The mission of the Next Generation Sequencing (NGS) Core Facility of the Medical Faculty of the University of Bonn is to provide the research community with access to state-of-the art sequencing technologies and to help facilitate cutting-edge-omics research. We offer rapid high-throughput sequencing services, consultation and expert assistance in strategic planning, sample preparation and method development.

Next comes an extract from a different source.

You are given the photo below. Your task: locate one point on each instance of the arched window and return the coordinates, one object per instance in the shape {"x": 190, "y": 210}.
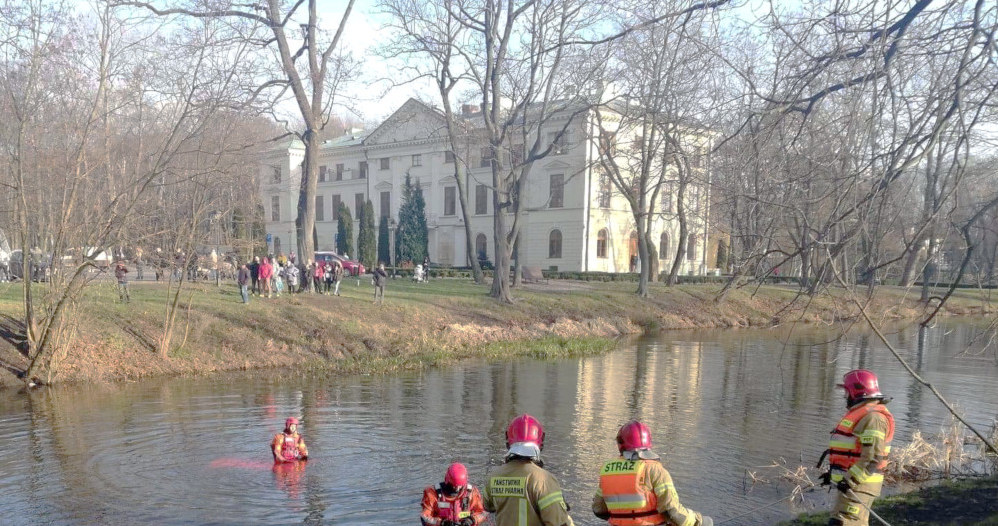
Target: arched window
{"x": 554, "y": 244}
{"x": 481, "y": 247}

Due to ongoing technical advancements NGS is widely applied in many research projects. But, despite decreasing sequencing costs during the last years, the access to this technology is made difficult as investment in and maintenance of NGS systems as well as the establishment of research specific applications remains expensive and time consuming. Therefore, the NGS Core Facility, which is allocated at the Institute of Human Genetics in Bonn, provides assistance and technical equipment to all scientist at the University of Bonn and collaborating institutions. This service is all-encompassing as it is intended to cover all phases of your project. Therefore, researchers are encouraged to contact the NGS Core Facility for consultation prior to sequencing projects, which will allow us to provide initial support in study design and therefore optimize the performance of the NGS experiments. The suitability of NGS technology is diverse – like sequencing of entire exomes or genomes, transcriptomics (coding/non-coding RNA), epigenomics, metagenomics (16S rRNA) and expression analysis by 3´-mRNA sequencing. Additionally, we are offering deep-sequencing of amplicons (i.e. for genotyping of CRISP-Cas9 generated clones). Furthermore, NGS is indispensable for de novo sequencing of human pathogenic or resistance-relevant bacteria and viruses, resequencing of disease related genomic regions and ChIP sequencing.